AI will certainly help us write code. But its deeper architectural impact may not be “writing faster.” It may be changing the cost model of architectural iteration.

In the past, once a system became large, teams often moved toward microservices: split repositories, split services, split databases, and split deployment units. This brought team autonomy, release independence, and fault isolation, but it also introduced network calls, distributed transactions, tracing, version compatibility, traffic governance, and operational complexity.

Many microservice boundaries are not only technical boundaries. They are also organizational boundaries. One team owns one business capability; one service carries one relatively independent context. This is consistent with Conway’s Law: the communication structure of an organization shapes the structure of the system it builds.

But AI may change this premise.

When AI can help developers understand large codebases, generate tests, analyze dependencies, locate failures, explain legacy code, and assist with refactoring, the business and code area that one person can cover becomes larger. Modules that previously required several people to maintain may in the future be handled by smaller teams, or even by some “super individuals.”

Here, a “super individual” does not mean one person replaces everyone. It means that with AI assistance, one person can understand a larger context, handle more cross-module problems, and maintain a longer business chain. When an individual’s capability radius expands, the system may no longer need to be split into so many fine-grained services just to fit team boundaries.

This will affect the number of microservices.

Some services that were split out in the past because human collaboration was expensive may be pulled back together. Systems may move from over-microservice designs back to coarser-grained services, or even back to modular monoliths. If one person or a small team can reliably understand and maintain a larger business context, splitting every small capability into an independent service can become excessive.

This does not mean the old big ball of mud will return.

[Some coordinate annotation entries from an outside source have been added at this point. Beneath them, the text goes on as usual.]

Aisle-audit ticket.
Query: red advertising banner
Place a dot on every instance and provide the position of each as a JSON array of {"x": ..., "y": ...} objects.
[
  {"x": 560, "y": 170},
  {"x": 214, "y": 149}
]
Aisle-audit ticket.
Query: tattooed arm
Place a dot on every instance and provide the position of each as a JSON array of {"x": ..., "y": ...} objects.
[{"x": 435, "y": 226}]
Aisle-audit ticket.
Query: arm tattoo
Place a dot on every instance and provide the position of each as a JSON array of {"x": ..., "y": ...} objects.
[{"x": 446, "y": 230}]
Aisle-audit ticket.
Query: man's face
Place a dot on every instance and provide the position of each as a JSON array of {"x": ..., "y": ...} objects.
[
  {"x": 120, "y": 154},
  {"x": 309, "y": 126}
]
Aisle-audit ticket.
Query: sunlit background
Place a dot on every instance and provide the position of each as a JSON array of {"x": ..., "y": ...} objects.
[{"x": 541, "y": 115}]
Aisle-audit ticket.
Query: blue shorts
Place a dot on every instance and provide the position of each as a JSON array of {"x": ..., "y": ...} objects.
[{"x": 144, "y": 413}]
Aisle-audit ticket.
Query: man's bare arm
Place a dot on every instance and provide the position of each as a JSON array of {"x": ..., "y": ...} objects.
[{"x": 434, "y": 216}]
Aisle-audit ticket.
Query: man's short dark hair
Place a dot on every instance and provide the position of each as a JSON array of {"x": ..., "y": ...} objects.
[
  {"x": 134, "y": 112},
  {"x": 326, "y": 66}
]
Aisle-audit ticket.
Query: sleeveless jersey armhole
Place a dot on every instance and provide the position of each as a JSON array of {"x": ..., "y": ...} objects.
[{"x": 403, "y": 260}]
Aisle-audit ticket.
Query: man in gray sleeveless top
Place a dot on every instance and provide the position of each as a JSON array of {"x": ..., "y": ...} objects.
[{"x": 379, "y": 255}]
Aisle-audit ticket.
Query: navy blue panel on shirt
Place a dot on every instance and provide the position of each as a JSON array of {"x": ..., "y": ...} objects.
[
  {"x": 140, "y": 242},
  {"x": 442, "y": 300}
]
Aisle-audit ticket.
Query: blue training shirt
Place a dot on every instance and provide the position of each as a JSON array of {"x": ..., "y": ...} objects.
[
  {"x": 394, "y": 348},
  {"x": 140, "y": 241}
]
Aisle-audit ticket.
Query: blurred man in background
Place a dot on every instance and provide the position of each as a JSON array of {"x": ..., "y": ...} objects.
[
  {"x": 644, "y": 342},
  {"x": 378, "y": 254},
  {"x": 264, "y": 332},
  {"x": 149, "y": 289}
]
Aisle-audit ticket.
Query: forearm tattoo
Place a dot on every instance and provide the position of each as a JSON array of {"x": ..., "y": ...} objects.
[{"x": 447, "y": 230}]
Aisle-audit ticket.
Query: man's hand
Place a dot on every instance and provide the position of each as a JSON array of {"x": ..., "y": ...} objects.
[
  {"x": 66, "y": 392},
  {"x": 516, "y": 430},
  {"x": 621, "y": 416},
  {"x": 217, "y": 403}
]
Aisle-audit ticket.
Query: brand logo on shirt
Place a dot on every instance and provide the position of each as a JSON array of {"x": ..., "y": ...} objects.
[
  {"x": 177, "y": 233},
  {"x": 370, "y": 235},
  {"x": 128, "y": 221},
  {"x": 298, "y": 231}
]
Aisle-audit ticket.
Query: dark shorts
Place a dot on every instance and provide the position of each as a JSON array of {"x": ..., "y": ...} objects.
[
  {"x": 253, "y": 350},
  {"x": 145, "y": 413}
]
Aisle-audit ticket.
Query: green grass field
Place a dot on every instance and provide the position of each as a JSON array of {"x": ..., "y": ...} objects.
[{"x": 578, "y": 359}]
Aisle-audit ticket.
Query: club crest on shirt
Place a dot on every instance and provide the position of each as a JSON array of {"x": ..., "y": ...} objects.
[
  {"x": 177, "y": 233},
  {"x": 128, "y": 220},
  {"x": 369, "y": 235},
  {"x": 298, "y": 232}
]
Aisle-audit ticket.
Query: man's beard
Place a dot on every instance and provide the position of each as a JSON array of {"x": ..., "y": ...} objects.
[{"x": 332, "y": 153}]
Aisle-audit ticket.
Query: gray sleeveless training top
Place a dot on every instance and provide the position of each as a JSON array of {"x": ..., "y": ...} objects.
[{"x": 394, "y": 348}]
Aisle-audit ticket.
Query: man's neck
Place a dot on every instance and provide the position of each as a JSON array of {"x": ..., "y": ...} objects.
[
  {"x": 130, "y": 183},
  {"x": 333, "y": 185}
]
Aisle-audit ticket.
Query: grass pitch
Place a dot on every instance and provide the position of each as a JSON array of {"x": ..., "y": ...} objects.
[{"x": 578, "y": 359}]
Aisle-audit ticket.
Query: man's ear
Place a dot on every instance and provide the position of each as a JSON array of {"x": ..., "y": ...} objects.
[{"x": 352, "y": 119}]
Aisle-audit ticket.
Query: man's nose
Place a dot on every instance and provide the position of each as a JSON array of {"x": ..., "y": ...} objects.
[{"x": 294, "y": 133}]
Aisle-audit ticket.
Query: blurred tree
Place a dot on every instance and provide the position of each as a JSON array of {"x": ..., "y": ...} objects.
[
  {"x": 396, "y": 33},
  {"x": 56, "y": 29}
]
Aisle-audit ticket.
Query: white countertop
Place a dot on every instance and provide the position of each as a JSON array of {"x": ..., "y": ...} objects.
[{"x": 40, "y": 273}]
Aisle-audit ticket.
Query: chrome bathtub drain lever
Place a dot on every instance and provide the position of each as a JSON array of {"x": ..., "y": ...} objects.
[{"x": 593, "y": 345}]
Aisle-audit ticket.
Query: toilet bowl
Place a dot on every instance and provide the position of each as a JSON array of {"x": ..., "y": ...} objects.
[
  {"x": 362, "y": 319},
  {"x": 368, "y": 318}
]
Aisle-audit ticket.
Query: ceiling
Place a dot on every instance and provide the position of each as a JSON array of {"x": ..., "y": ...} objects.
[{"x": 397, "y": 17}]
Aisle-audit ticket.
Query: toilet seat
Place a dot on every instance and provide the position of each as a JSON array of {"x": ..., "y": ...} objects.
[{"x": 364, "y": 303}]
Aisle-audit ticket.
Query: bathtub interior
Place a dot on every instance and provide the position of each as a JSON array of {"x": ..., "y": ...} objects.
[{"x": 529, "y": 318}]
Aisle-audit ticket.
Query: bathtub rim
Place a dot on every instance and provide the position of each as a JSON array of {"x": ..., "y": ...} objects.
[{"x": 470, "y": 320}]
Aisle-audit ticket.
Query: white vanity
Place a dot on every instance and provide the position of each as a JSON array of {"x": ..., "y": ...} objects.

A more likely shape is a more restrained architecture: keep clear module boundaries in code, but do not rush to split everything into many deployment units. Only extract a module into a service when it truly needs independent scaling, independent release, fault isolation, or a dedicated owning team.

So the AI era may not be an era of more microservices. It may be an era of fewer services with clearer boundaries.

The real question is no longer “monolith or microservices,” but:

Is this boundary still reasonable?
Does this service really need independent deployment?
Was this module split out only because past collaboration cost was high?
After AI expands the maintenance radius of individuals and small teams, does this service still need to exist independently?
Can the system remain modular, testable, releasable, and observable without being split into a large number of services?

From this perspective, AI may make modular monoliths attractive again. When tools can better understand large codebases, check module boundaries, assist refactoring, and generate tests, a monolith does not have to mean chaos. The real issue is not whether the system is a monolith. The real issue is whether it has clear boundaries.

Perhaps future architecture evolution will not move in one simple direction. It will not simply return to the old monolith, and it will not keep splitting services without restraint. With AI, platform engineering, and automated governance, system boundaries may become more observable, more verifiable, and easier to adjust.

In other words:

The architectural theme of the AI era may not be microservices replacing monoliths. It may be turning architectural boundaries from one-time decisions into an engineering process that can be continuously evaluated and adjusted.